Question

Three gases (8.00 g of methane, CH4, 18.0 g of ethane, C2H6, and an unknown amount of propane, C3H8) were added to the same 10.0-L container. At 23.0 ∘C, the total pressure in the container is 5.00 atm . Calculate the partial pressure of each gas in the container. Express the pressure values numerically in atmospheres, separated by commas. Enter the partial pressure of methane first, then ethane, then propane.

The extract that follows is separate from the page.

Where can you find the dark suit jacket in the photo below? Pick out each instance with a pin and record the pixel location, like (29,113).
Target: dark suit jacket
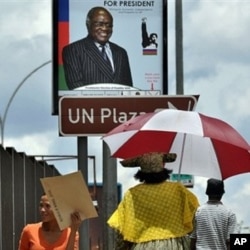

Part B A gaseous mixture of O2 and N2 contains 30.8 % nitrogen by mass. What is the partial pressure of oxygen in the mixture if the total pressure is 685 mmHg ? Express you answer numerically in millimeters of mercury.

Answer 1

Ans). According to Dalton’s Law of Partial Pressures (P) :

P_total = P_CH3 + P_C2H4 + P_C3H8

We know that for an ideal gas, PV = nRT and P = nRT / V

Therefore,

P_total =(nRT/V)_CH3 + (nRT/V)_C2H6 + (nRT/V)_C3H8

Provided that,  P_total = 5.00 atm, V = 10.00 L, T = 273 + 23 = 296 K, R = 0.0821 atm L mol^-1 K^-1

no. of moles of CH₃, n_CH3 = given mass / molar mass = 8 / 16 = 0.5 moles

no. of moles of C₂H₆, n_C2H6  = 18 / 30 = 0.6 moles.

Thus we have,

P_CH3 = (nRT/V)_CH3 = (0.5 x 0.0821 x 296) / 10 = 1.125 atm

P_C2H6 = (nRT/V)_C2H6 = (0.6 x 0.0821 x 296) / 10 = 1.458 atm

P_C3H8 = P_total - (P_{CH3 +} P_C2H6) = 5.00 - (1.125 + 1.148) = 5.00 - 2.583 = 2.417 atm

Hene, calculated the Partial pressure of each gas in the container.

Part B.Ans). We know that,

Partial pressure = Mole fraction x P_total

For a 100 g gaseous mixture of O₂ and N₂,

N₂ = 30.8 % nitrogen by mass = 30.8 g. Hence O₂ is = 69.2 g

no. of moles of N₂ , n_N2 = 30.8/28 = 1.1 moles

no. of moles of O₂ , n_O2 = 69.2/32 = 2.163 moles

Mole fraction of O₂ = n_O2 / (n_N2 + n_O2) = 2.163 / (2.163 + 1.1) = 2.163 / 3.263 = 0.663

Hence,

Partial Pressure of  O₂ = 0.663 x 685 = 454.155 mm of Hg.